The Pharisees, who seemed to be always around looking for an infraction of their highly esteemed law to enforce, heard the people muttering about Jesus and sent officers to arrest God. They refused to acknowledge the Kingdom walking and talking in their presence and were angry and insulted at Jesus’s supposed flaunting of their sabbath rules. (v.32)

Jesus of course knew of all that was going on and said “I will be with you a little longer, and then I am going to him who sent me. You will seek me and you will not find me. Where I am you cannot come.” (vv. 33-34) Which the people promptly misunderstood. “Where does this man intend to go that we will not find him? Does he intend to go to the Dispersion among the Greeks and teach the Greeks? 36 What does he mean by saying, ‘You will seek me and you will not find me,’ and, ‘Where I am you cannot come’?” (vv. 35-36) When you are a pagan, you think and act like a pagan. Again, look around you in this current day, what do you see, and more importantly, are you in support of what is being said and done? I keep bringing this up not to rub your nose in it, but to show that this is nothing new and to wake up those sleepwalking through life, thinking a minimum effort will magically give you a maximum result. Christ never offered easy terms to follow Him. I believe His terms were “Pick up your cross and follow me.” (Matthew 16:24-26)
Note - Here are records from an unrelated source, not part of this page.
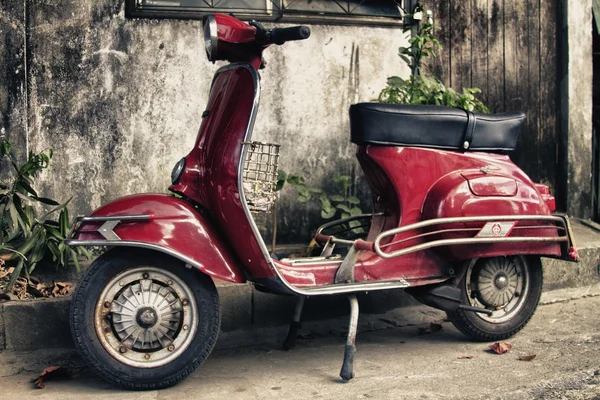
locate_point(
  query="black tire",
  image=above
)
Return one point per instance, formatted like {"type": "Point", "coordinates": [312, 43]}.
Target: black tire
{"type": "Point", "coordinates": [199, 344]}
{"type": "Point", "coordinates": [482, 328]}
The last day of the feast, Jesus stood and cried out “If anyone thirsts, let him come to me and drink. Whoever believes in me, as the Scripture has said, ‘Out of his heart will flow rivers of living water.’” (vv. 37-38) That scripture He quoted might refer to Exodus 17:6 where Moses hit a rock with his rod at God’s request and the water flowed. We’ve also seen this at the well in Sychar, to the Samaritan woman. (John 4:1-28) And now I ask you, are you seeking the Waters of Life? You can’t do that, standing on the bank of that river, not wanting to get your toes wet. Jump on in, the water’s fine.